[PATCH] Re: Using the argus server as a NetFlow listener

Terry Burton tez at terryburton.co.uk
Fri Oct 26 11:58:00 EDT 2007


On 10/24/07, Carter Bullard <carter at qosient.com> wrote:
> Thanks for the patches.  I'll take a look and integrated as needed.
> The -d option on radium "toggles" the daemon flag, so if the
> /etc/radium.conf file has the DAEMON variable set to "on", then
> the -d option will turn it off, so check that.

Hi Carter,

I noticed that was the case but that the behaviour differed from that of argus.

> I know you had the -X option, so I'll make sure that the
> DAEMON flag setting is cleared when you use the -X option.

Excellent, that would seem to be the best solution. Thanks.

> If you have any problems, don't hesitate to send to the list.

A short while after running radium -X -C -S 1006 I noticed that the
receive queues for the sockets bound to the NetFlow port had grew to
their maximum size without radium occupying any notable CPU resource.

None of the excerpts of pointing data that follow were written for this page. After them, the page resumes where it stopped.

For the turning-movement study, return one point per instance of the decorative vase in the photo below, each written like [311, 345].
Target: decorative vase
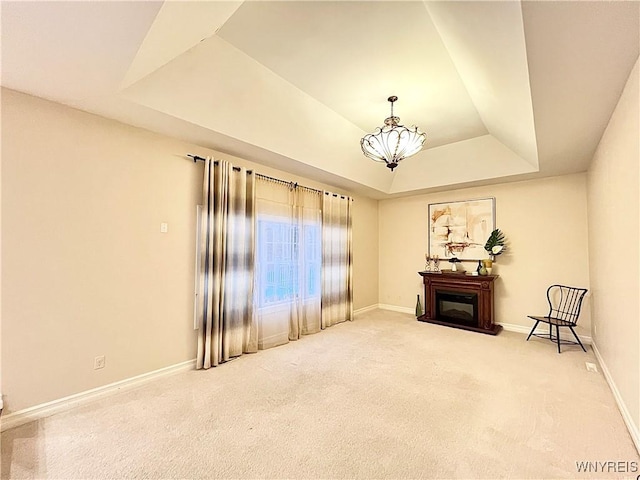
[488, 264]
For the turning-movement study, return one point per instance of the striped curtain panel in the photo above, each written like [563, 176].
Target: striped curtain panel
[288, 265]
[227, 242]
[337, 276]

Upon investigating I found that the ArgusReadStream function was
invoking ArgusReadCiscoDatagramSocket which reads via recvfrom only
one single message/packet from the NetFlow UDP socket. After this
ArgusReadStream exits and radium sleeps for some ~0.5sec interval.
Since our router generates significantly more netflow packets than
~2/sec, the incoming UDP queue is not consumed fast enough to keep up.

Presumably there ought to be a conditional loop around the either the
recvfrom or select system calls for this socket to detect the
instances when a single read is insufficient to entirely drain the
queue. Since I am unsure at what level you would think that this
conditional should be placed (ArgusReadCiscoDatagramSocket,
ArgusReadStream, or even further out) I have not attempted to fix this
myself.

Please let me know if I am thinking along the right lines and if you
would like me to provide any further information or testing for this.